Des frappes de drone menées par l'armée malienne dimanche ont tué au moins dix civils, notamment des jeunes, qui s'apprêtaient à célébrer un mariage collectif traditionnel à Téné, dans le centre du pays. Les drones ont frappé la localité Téné, située dans la région de San (centre). Ces frappes interviennent dans un contexte marqué par une situation sécuritaire critique après des attaques coordonnées d'ampleur menées les 25 et 26 avril par des jihadistes du Groupe de soutien à l'islam et aux musulmans (JNIM), allié à Al-Qaïda, et la rébellion du Front de libération de l'Azawad (FLA), à dominante touareg.
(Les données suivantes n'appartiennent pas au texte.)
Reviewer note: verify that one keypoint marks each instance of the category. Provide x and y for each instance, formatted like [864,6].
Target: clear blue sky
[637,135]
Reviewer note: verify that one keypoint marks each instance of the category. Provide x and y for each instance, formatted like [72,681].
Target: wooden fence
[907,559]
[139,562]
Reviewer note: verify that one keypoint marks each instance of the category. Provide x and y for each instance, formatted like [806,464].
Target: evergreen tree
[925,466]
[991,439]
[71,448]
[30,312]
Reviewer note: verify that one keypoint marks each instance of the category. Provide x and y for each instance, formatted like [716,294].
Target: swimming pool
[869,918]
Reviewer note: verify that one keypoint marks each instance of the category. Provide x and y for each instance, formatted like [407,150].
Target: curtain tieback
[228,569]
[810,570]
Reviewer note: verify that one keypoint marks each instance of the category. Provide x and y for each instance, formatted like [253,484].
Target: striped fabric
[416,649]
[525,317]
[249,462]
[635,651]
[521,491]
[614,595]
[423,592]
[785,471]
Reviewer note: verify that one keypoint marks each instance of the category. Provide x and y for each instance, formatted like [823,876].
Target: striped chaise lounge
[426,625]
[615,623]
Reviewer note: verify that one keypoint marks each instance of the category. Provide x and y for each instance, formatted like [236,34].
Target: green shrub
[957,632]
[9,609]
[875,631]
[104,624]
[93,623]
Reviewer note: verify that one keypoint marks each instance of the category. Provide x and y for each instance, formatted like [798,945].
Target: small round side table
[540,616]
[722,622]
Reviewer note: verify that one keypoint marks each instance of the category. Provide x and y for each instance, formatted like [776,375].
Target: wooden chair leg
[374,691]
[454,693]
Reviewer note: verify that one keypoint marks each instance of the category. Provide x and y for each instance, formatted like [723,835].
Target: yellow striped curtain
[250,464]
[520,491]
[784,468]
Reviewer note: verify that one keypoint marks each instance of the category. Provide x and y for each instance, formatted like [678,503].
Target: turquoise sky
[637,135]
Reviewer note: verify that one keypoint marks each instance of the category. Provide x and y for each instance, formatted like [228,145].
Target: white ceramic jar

Au Mali, de nombreux civils, accusés d'avoir collaboré avec le camp adverse, sont régulièrement victimes de représailles et d'exactions de l'armée et de ses alliés russes, voire des jihadistes. «Dix de nos enfants ont été tués par des tirs dont on ignore la provenance», a déclaré à l'AFP un habitant de Téné sous couvert d'anonymat. «Ce qui était censé être un moment de joie dans le village s'est transformé en énorme tristesse», s'est-il désolé.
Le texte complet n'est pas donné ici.